Should the euro, for example, disintegrate/devolve, sterling would be one of the likely recipients of capital. There would be a shortage of sterling relative to demand. This new facility gives the BOE existing capability to provide sterling liquidity in an auction setting with a liberal collateral. As a central bank the BOE wants to promote financial stability in what seems to be an increasingly tumultuous work.
There is talk the ECB could engage in a similar move later this week, especially in terms of widening the acceptable collateral. Although it has quite a liberal policy already, there is further that it can go down that path. For example, there is some talk it could accept bank loans as collateral. Another option would be to make current collateral more effective. This would reduce the haircuts on the current universe of acceptable collateral.
In some ways, the reduction in the punitive rate for dollar swaps was also a step toward addressing the existing crunch. The press and many observers played it up as a sign of international coordination and cooperation. This seems like a gross exaggeration. Cooperation and coordination implies more than one side doing something. In this case the Federal Reserve did something, cut in half the premium it charges over 7-day OIS to swap dollars to 50 bp. The other central banks simply agreed to pass on those savings to member banks.
There are all sorts of conspiracy theories about why the Fed moved when it did. Some suggest knowledge of some budding funding problem at a single entity. However, that does not ring true. Not that there is no funding problem, but that policy is rarely aimed at one institution.

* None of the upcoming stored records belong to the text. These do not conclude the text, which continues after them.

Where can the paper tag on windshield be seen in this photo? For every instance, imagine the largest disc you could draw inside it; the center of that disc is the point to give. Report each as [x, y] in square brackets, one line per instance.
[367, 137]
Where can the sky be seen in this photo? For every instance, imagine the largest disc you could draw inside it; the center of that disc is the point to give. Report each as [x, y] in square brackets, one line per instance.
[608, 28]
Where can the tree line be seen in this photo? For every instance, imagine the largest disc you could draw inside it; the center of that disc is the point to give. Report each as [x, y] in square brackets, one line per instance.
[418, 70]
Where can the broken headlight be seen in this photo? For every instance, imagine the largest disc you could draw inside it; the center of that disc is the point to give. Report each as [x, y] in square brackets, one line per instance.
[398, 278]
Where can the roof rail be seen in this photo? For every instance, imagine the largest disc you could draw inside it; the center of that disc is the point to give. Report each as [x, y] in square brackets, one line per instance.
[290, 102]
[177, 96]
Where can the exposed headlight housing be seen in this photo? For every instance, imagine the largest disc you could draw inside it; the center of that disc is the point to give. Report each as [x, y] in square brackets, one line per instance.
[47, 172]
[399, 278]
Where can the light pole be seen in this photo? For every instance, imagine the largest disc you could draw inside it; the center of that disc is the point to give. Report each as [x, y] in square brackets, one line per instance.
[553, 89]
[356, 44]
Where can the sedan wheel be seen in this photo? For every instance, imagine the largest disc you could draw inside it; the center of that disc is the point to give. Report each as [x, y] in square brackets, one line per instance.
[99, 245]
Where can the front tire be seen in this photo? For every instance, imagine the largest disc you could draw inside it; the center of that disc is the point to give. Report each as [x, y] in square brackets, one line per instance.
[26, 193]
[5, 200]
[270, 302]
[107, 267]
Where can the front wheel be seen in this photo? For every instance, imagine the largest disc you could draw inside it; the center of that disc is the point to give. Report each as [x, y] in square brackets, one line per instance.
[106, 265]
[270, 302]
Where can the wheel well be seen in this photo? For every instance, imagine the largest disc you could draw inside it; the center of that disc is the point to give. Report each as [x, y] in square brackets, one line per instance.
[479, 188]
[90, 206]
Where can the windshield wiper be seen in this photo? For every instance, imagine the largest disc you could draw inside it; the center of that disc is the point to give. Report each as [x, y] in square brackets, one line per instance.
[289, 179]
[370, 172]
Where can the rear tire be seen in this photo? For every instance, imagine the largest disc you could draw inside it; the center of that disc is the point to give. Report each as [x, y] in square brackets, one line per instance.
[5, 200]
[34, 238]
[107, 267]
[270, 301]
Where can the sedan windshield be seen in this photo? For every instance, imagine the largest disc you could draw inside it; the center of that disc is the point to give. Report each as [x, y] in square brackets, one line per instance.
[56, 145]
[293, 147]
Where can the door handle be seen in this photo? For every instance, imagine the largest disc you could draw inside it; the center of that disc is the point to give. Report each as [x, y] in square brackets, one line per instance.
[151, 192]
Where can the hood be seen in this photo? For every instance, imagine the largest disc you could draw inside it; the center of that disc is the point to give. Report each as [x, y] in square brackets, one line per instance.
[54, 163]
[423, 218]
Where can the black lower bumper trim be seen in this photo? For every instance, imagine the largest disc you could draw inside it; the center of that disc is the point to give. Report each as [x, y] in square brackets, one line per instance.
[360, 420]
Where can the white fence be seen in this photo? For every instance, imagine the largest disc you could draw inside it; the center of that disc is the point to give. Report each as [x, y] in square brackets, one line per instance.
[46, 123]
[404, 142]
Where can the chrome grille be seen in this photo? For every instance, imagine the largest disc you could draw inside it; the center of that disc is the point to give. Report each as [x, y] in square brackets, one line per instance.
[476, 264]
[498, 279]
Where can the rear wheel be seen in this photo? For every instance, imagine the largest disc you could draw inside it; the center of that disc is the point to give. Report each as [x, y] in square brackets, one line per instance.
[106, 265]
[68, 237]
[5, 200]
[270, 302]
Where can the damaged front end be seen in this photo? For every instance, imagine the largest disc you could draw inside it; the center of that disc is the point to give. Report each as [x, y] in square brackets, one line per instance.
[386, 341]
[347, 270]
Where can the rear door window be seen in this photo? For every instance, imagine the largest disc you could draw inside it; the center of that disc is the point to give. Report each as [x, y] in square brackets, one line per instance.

Instead, we suspect that Fed officials were increasingly concerned about systemic risks posed by the highly lucrative liquidity swaps. Some financial institutions were reportedly making money hand over fist, lending dollars for euros.
The 3-month cross currency swap was, about 165 bp below 3-month euribor. The banks involved seemed to just want a safe place to hold the euros. This leads to the large overnight deposits at the ECB and the German repo market. This generated negative rates in the German repo market. Even now the German 3 and 6 month bill yields are negative and last week for two days the Germany 1-year note had a negative yield. This in turn began disrupting other markets.
As the FT noted, the result of the Fed’s action was to reduce the arbitrage opportunity and make it easier to secure dollar funding from the central banks than the private sector banks. Euros in central bank hands are less disruptive than in the banks.
Tomorrow the central banks will auction dollars for the first time under the lower rates. There was some talk that the lower take down at this week’s regular refi operation (about 13 bln less euros than were maturing from last week’s operation) was due to the fact that participants are anticipating taking up dollars tomorrow.
It may seem counter-intuitive, but the larger the participation tomorrow the more risk-on (in whatever limited way ahead of Thursday ECB meeting and Friday’s summit) insofar as banks would secure their dollar funding in a less disruptive way. The smaller the take down, the more dysfunctional the system may appear.